Zur Aberkennung der Ehrenmedaillen für Riefenstahl und Rühmann
Rühmann war mehr als „nur“ ein opportunistischer Mitläufer
Anfang der Woche gab die Spitzenorganisation der Filmwirtschaft (SPIO) die Aberkennung der Ehrenmedaille für 14 inzwischen verstorbene Filmgrößen wegen ihrer Verstrickung in das „NS-Regime“¹ bekannt.

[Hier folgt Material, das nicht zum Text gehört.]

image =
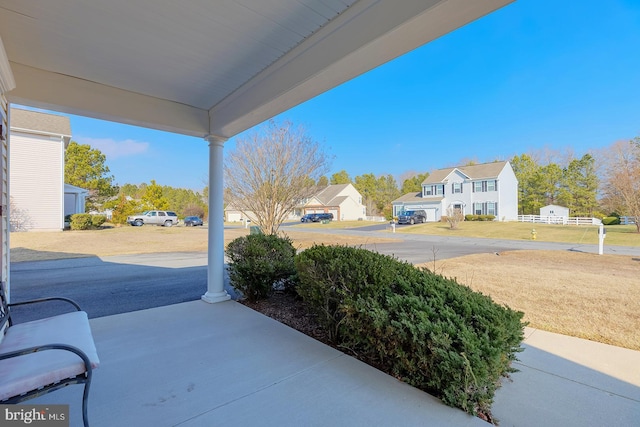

Zu den 14 Fällen gehören auch Hitlers Lieblingsregisseurin und unbelehrbare Nazi-Propagandistin Leni Riefenstahl¹ sowie der Schauspieler Heinz Rühmann. Viel Zustimmung, aber bei letzterem viel Diskussion.
Diese Aberkennung war längst fällig. Unmittelbarer Anlass dafür war eine in Auftrag gegebene Untersuchung der „NS‑Vergangenheit des Führungspersonals der SPIO sowie der Preisträgerinnen und Preisträger der Ehrenmedaille“. Schamhaft verschwiegen wird allerdings, dass viele Belege dafür schon zum Zeitpunkt der Verleihung bekannt waren, sodass sich die SPIO in der Defensive befand: Mit der Aberkennung wurde dem gestiegenen antifaschistischen Bewusstsein breiter Teile der Bevölkerung Rechnung getragen.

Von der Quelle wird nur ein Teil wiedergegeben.